Introduction
In this blog, you'll learn how to build a production-ready, serverless data pipeline on Google Cloud Platform that automatically ingests data from an external API and loads it into BigQuery for analysis.
This is part 2 / 2 of the blog.
Step 6: Create a BigQuery Table

6.1 Create a Dataset
- Navigate to BigQuery
- Click your project name
- Click "Create Dataset"
- Name it `api_data' under data set ID
- Choose same region as your bucket
- Click "Create Dataset"

6.2 Create the Raw Table
Click on your dataset, then "Create Table":
Configuration:
- Source: Empty table
- Table name:
exchange_rates_raw - Schema: Add these fields manually
ingestion_timestamp TIMESTAMP REQUIRED
base STRING REQUIRED
date DATE REQUIRED
rates JSON REQUIRED

6.3 Alternative: Create Table with SQL
Or use this SQL in the BigQuery console:
CREATE TABLE `api_data.exchange_rates_raw` (
ingestion_timestamp TIMESTAMP NOT NULL,
base STRING NOT NULL,
date DATE NOT NULL,
rates JSON NOT NULL
);
Step 7: Load Data into BigQuery
7.1 Schedule the Load Query
Click "Schedule queries" → "Create a scheduled query"
Insert the following below and click "Schedule"
LOAD DATA INTO api-pipeline-tutorial.api_data.exchange_rates_raw (ingestion_timestamp TIMESTAMP, base STRING, date DATE, rates JSON)
FROM FILES (
format = 'JSON',
uris = ['gs://api-pipeline-data/raw/exchange_rates/*.json']
);
- Name:
hourly_data_load - Schedule: 1 every hour
- Destination table: Leave this unticked
- Click "Save"
Step 8: Handle Duplicates (Optional)
8.1 Understanding the Duplicate Problem
Since we're using append-only loads, the same file might be loaded multiple times if it's still in the bucket.
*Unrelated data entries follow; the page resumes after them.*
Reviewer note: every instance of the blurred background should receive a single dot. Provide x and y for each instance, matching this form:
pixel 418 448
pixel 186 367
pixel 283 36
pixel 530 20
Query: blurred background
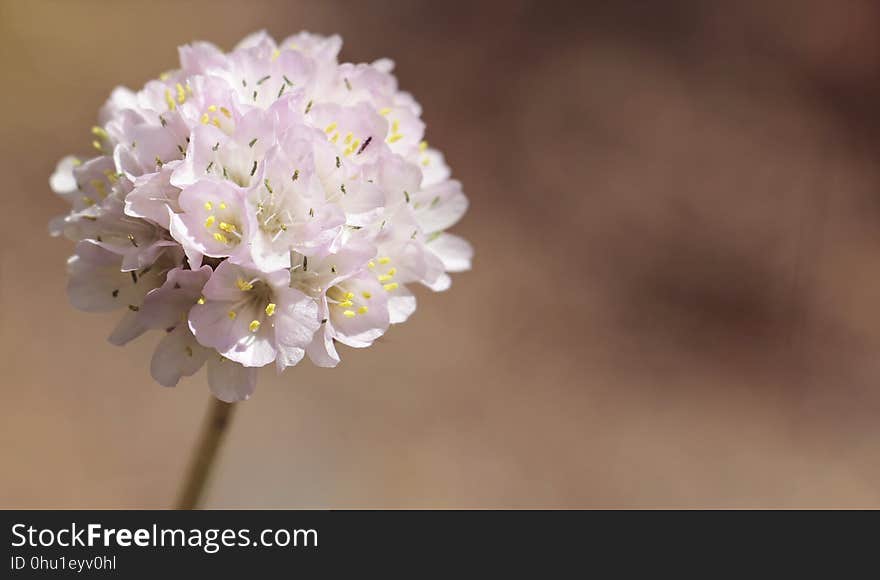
pixel 675 208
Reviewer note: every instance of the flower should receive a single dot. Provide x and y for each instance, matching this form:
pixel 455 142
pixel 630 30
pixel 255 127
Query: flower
pixel 259 206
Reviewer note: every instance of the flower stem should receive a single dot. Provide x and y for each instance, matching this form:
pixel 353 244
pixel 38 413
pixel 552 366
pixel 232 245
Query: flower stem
pixel 213 430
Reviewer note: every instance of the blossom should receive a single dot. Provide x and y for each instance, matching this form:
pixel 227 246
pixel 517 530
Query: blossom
pixel 259 207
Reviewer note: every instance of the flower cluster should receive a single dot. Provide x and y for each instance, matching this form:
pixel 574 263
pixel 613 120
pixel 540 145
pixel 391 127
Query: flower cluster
pixel 259 206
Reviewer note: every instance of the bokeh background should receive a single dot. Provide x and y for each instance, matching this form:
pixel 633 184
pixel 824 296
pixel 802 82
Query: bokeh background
pixel 675 299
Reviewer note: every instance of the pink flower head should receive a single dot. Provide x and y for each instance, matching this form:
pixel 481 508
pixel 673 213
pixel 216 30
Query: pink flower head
pixel 258 206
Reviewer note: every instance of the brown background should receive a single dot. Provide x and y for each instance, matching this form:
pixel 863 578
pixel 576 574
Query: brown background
pixel 674 302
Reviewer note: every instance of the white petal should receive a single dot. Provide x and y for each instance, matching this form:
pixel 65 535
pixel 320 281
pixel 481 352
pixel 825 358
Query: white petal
pixel 229 381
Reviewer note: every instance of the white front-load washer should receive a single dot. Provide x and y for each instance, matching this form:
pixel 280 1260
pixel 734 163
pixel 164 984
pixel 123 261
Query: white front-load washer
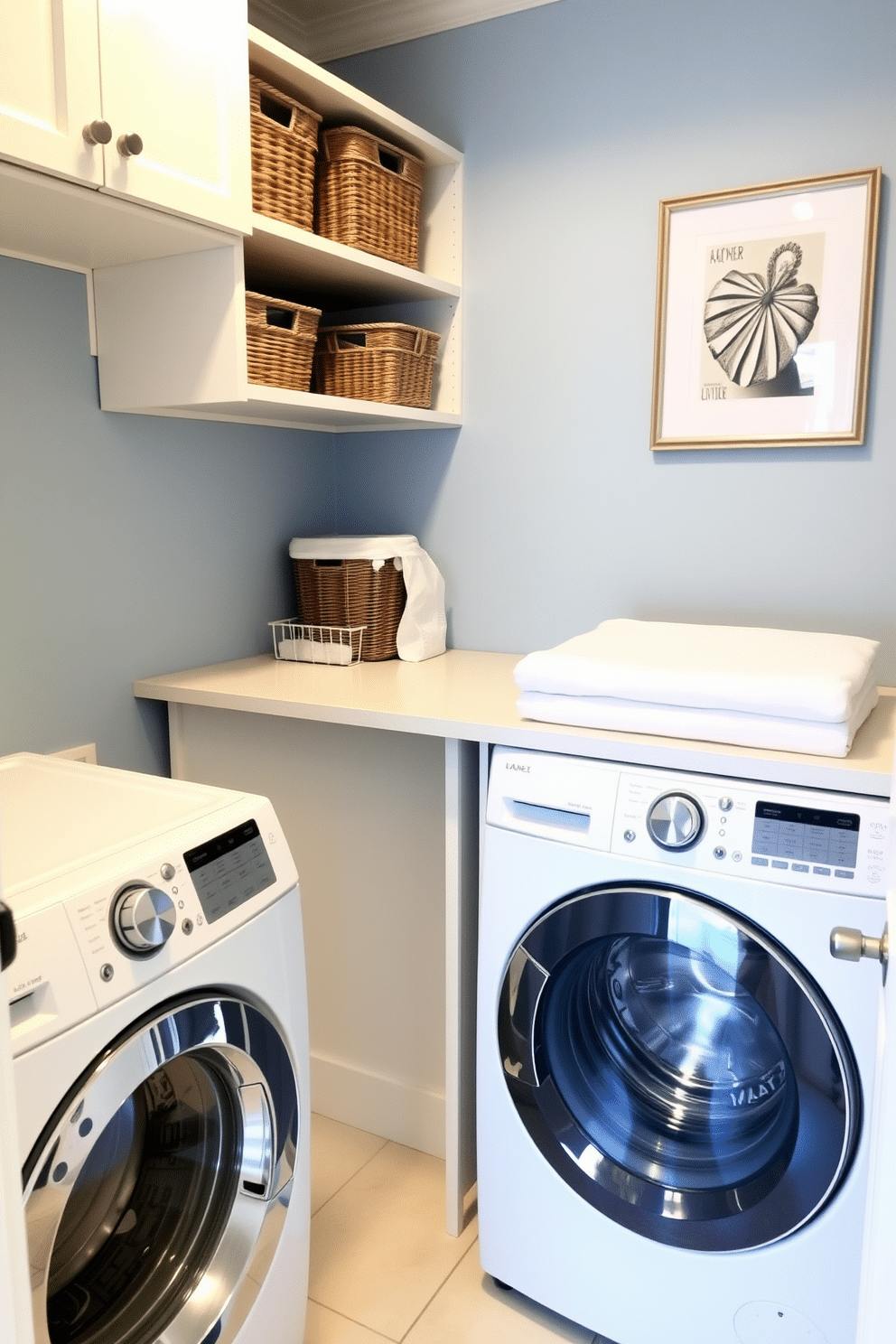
pixel 675 1065
pixel 160 1057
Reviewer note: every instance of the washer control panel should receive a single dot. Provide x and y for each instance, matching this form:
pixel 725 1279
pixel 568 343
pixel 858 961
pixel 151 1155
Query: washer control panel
pixel 135 916
pixel 833 842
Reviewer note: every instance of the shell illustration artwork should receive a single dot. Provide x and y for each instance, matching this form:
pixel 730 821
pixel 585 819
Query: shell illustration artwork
pixel 755 327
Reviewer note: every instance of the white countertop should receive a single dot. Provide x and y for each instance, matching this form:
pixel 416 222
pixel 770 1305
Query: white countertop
pixel 471 696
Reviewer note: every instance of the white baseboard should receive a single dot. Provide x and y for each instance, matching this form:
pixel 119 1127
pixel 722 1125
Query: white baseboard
pixel 379 1105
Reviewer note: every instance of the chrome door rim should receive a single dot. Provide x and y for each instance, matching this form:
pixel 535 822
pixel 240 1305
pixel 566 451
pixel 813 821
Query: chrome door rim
pixel 222 1035
pixel 712 1220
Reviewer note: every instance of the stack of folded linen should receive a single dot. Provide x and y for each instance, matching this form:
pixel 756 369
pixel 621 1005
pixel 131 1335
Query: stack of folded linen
pixel 786 690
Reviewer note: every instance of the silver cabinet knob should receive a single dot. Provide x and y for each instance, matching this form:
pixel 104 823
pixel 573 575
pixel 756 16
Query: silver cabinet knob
pixel 143 919
pixel 129 145
pixel 675 821
pixel 97 132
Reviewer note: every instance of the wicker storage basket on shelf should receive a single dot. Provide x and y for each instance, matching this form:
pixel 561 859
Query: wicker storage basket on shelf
pixel 369 195
pixel 350 593
pixel 284 154
pixel 377 362
pixel 280 341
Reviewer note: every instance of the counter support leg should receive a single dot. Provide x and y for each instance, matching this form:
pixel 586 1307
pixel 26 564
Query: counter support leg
pixel 461 916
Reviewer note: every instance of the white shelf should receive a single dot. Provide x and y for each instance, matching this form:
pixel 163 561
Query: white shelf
pixel 325 415
pixel 185 352
pixel 283 256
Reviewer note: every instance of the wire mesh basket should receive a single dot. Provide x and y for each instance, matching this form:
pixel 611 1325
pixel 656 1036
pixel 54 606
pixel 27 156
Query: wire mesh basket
pixel 335 645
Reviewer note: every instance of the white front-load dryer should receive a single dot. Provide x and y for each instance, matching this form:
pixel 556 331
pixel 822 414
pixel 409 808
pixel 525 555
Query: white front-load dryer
pixel 675 1073
pixel 160 1057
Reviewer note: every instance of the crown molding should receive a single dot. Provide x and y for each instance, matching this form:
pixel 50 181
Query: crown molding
pixel 280 22
pixel 324 30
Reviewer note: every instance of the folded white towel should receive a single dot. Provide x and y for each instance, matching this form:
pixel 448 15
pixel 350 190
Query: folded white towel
pixel 750 730
pixel 783 674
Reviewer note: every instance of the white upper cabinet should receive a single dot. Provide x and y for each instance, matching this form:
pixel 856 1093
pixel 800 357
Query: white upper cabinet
pixel 50 85
pixel 141 98
pixel 190 358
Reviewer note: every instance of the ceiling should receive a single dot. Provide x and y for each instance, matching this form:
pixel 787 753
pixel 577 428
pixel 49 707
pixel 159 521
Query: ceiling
pixel 322 30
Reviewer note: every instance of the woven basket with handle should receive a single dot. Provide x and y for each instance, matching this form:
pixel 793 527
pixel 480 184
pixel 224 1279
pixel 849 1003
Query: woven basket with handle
pixel 284 136
pixel 350 593
pixel 377 362
pixel 280 341
pixel 369 195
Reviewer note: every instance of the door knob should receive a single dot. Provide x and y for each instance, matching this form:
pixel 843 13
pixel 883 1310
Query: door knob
pixel 129 145
pixel 97 132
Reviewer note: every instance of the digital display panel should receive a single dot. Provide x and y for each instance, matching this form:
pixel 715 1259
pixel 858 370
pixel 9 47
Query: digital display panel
pixel 230 870
pixel 809 835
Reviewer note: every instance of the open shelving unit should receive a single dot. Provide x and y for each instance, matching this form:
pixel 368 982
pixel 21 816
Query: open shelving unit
pixel 192 308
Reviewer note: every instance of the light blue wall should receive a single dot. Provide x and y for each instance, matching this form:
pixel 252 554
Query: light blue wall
pixel 129 545
pixel 548 512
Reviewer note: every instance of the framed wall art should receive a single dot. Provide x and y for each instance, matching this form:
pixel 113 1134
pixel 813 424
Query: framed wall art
pixel 763 314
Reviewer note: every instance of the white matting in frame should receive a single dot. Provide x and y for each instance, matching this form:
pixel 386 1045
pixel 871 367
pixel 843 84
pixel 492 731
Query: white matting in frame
pixel 763 314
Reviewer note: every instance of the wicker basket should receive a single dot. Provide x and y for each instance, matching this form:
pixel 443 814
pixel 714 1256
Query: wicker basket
pixel 377 362
pixel 280 341
pixel 369 195
pixel 350 593
pixel 284 154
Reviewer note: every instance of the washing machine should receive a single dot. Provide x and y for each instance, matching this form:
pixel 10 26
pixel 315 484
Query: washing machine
pixel 677 1041
pixel 160 1057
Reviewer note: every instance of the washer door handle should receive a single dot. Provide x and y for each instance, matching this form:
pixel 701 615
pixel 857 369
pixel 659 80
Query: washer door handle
pixel 258 1142
pixel 852 945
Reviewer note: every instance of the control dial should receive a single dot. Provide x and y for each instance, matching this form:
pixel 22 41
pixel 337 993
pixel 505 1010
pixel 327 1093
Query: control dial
pixel 143 919
pixel 675 821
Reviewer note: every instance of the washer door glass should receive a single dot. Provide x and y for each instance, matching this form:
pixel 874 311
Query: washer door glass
pixel 677 1068
pixel 163 1179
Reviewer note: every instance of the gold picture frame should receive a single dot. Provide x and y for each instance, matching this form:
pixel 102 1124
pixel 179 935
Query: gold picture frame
pixel 764 302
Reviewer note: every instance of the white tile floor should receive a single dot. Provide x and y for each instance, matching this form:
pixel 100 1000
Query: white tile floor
pixel 383 1266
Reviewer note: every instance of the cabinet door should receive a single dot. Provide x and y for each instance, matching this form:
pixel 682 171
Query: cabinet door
pixel 176 74
pixel 50 85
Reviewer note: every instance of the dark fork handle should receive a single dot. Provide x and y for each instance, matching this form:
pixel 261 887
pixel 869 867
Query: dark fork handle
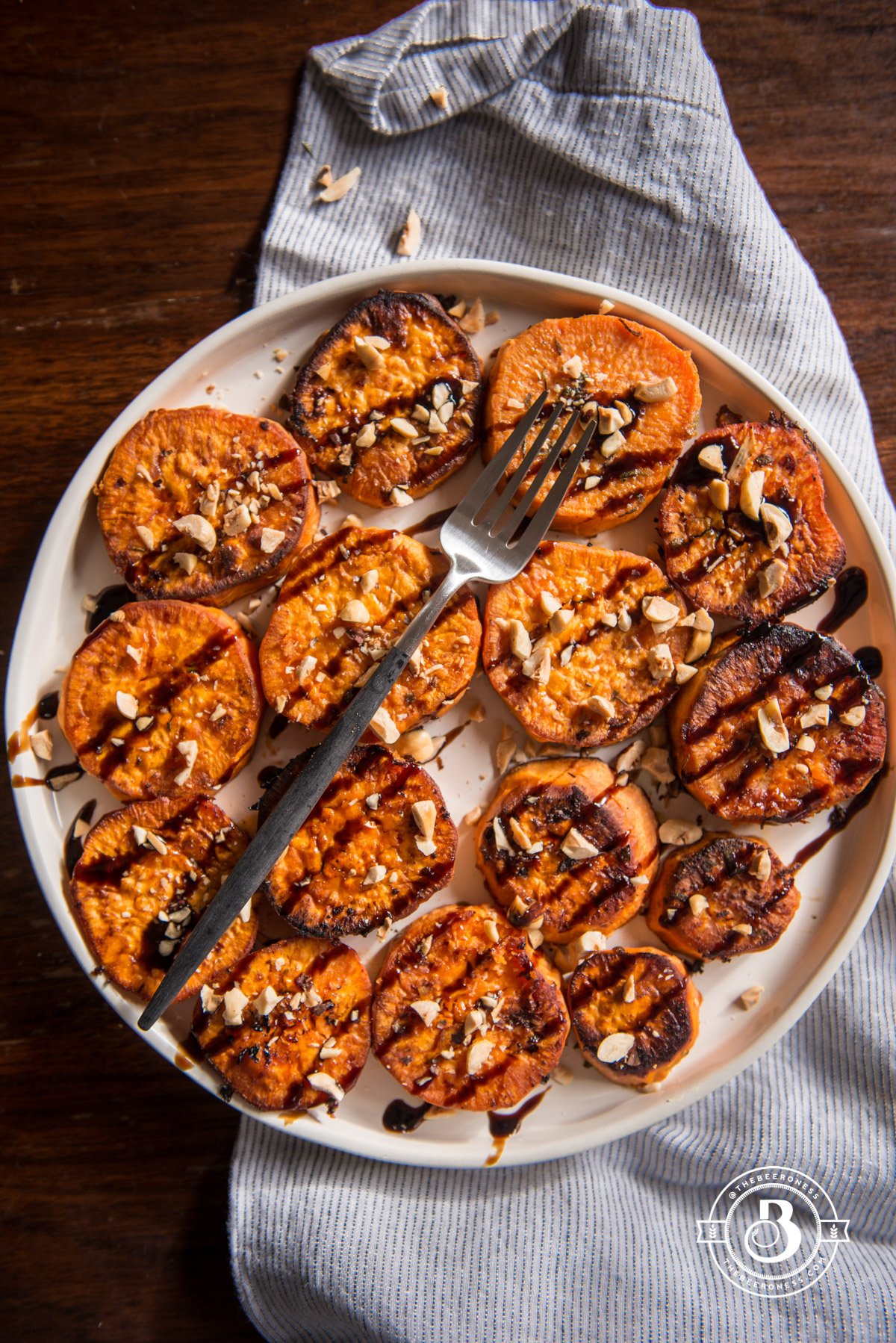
pixel 297 802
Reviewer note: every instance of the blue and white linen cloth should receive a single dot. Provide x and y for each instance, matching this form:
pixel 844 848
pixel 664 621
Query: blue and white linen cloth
pixel 590 139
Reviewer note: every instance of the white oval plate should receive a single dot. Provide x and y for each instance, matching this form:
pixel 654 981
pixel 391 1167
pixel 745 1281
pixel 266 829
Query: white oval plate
pixel 839 888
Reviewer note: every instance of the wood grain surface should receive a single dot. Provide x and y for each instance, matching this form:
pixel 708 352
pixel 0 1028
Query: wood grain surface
pixel 141 146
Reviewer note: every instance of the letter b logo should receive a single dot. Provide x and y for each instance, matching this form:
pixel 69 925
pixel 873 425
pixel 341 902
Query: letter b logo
pixel 773 1238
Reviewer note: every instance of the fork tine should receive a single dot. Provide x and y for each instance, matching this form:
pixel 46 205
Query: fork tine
pixel 507 494
pixel 531 494
pixel 484 484
pixel 541 520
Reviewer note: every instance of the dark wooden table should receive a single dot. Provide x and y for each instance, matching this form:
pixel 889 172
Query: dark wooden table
pixel 141 146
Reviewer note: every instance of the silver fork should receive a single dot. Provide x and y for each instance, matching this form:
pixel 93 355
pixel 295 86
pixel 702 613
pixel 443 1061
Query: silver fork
pixel 485 538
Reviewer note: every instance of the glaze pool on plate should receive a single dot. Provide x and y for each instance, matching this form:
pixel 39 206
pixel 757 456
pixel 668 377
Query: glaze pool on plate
pixel 840 888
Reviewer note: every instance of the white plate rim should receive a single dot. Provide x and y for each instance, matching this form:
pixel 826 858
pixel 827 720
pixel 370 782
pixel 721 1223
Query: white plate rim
pixel 382 1147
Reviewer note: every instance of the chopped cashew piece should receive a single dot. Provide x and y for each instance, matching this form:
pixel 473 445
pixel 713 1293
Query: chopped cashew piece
pixel 477 1056
pixel 615 1048
pixel 127 704
pixel 576 848
pixel 355 612
pixel 771 727
pixel 500 838
pixel 339 188
pixel 721 494
pixel 657 610
pixel 520 639
pixel 777 523
pixel 771 578
pixel 679 831
pixel 267 1001
pixel 323 1082
pixel 711 459
pixel 538 666
pixel 423 816
pixel 188 750
pixel 751 494
pixel 385 727
pixel 656 390
pixel 411 234
pixel 235 1004
pixel 761 865
pixel 815 716
pixel 200 530
pixel 270 539
pixel 426 1010
pixel 660 661
pixel 42 744
pixel 567 958
pixel 420 745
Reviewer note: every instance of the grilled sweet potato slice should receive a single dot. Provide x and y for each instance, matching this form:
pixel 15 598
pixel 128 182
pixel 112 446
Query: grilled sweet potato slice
pixel 205 505
pixel 635 1013
pixel 390 399
pixel 609 669
pixel 378 844
pixel 163 700
pixel 561 841
pixel 722 897
pixel 289 1028
pixel 750 733
pixel 146 875
pixel 755 565
pixel 644 387
pixel 344 604
pixel 465 1011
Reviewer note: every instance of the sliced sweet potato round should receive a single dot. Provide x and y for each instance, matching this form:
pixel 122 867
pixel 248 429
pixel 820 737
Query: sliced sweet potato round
pixel 163 700
pixel 597 669
pixel 777 725
pixel 642 387
pixel 722 897
pixel 205 505
pixel 146 875
pixel 289 1026
pixel 388 402
pixel 344 604
pixel 465 1013
pixel 564 844
pixel 635 1013
pixel 378 844
pixel 743 523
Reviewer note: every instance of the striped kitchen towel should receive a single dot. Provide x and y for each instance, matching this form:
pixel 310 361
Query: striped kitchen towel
pixel 590 139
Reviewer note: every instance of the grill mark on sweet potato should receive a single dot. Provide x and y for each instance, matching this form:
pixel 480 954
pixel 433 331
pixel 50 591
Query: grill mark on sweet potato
pixel 667 1014
pixel 581 607
pixel 161 698
pixel 411 1023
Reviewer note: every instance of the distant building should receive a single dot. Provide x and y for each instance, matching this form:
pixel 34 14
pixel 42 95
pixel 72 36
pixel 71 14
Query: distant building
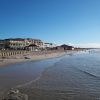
pixel 67 47
pixel 32 47
pixel 49 45
pixel 20 43
pixel 2 44
pixel 16 43
pixel 38 43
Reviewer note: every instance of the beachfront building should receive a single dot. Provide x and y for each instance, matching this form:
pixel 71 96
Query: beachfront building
pixel 21 43
pixel 32 47
pixel 49 45
pixel 15 43
pixel 2 44
pixel 38 43
pixel 67 47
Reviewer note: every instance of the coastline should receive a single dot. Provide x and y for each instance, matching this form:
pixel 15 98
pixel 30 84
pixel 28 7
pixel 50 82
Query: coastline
pixel 30 57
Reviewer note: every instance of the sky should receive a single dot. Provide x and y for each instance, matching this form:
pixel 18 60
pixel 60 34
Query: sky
pixel 75 22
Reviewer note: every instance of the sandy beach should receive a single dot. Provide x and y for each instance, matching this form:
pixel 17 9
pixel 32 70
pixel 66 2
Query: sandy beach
pixel 29 57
This is intentional for raw data!
8.2 Create a Deduplicated View
CREATE OR REPLACE VIEW `api_data.exchange_rates_clean` AS
SELECT *
FROM (
SELECT *,
ROW_NUMBER() OVER (
PARTITION BY base, date, ingestion_timestamp
ORDER BY ingestion_timestamp DESC
) AS rn
FROM `api_data.exchange_rates_raw`
)
WHERE rn = 1;
8.3 Query the Clean Data
SELECT
ingestion_timestamp,
base,
date,
JSON_EXTRACT(rates, '$.EUR') as EUR_rate
FROM `api_data.exchange_rates_clean`
ORDER BY date DESC, ingestion_timestamp DESC
LIMIT 10;
Step 9: Monitor Your Pipeline
9.1 Check Cloud Scheduler Logs
Navigate to Cloud Scheduler → Click your job → "Logs"
9.2 Check Cloud Function Logs
Navigate to Cloud Functions → Click your function → "Logs"
9.3 Verify Data Freshness
Create a monitoring query:
SELECT
MAX(ingestion_timestamp) as last_ingestion,
TIMESTAMP_DIFF(CURRENT_TIMESTAMP(), MAX(ingestion_timestamp), MINUTE) as minutes_since_last_run,
COUNT(*) as total_records
FROM `api_data.exchange_rates_raw`;
Step 10: Test End-to-End
10.1 Force a Complete Run
- Go to Cloud Scheduler
- Click "Force Run" on your job
- Wait 1-2 minutes
- Check Cloud Storage for new file
- Wait for scheduled load (or run manually)
- Query BigQuery for new data
10.2 Verify the Full Pipeline
Run this comprehensive check:
SELECT
DATE(ingestion_timestamp) as ingestion_date,
COUNT(*) as records_per_day,
COUNT(DISTINCT base) as unique_bases,
MIN(ingestion_timestamp) as first_load,
MAX(ingestion_timestamp) as last_load
FROM `api_data.exchange_rates_raw`
GROUP BY DATE(ingestion_timestamp)
ORDER BY ingestion_date DESC;
Summary
Congratulations! 🎉 You've built a production-ready serverless data pipeline on GCP!
What you accomplished:
- ✅ Automated API data ingestion every hour
- ✅ Raw data storage in Cloud Storage
- ✅ Structured data warehouse in BigQuery
- ✅ Scheduled data loading
- ✅ Duplicate handling and data quality
Key skills learned:
- Cloud Functions development and deployment
- Cloud Scheduler configuration
- BigQuery table design and loading patterns
- Data deduplication strategies
- End-to-end pipeline monitoring
Architecture built:
Cloud Scheduler → Cloud Functions → Cloud Storage → BigQuery
(Hourly) (Python API) (JSON Files) (Analytics)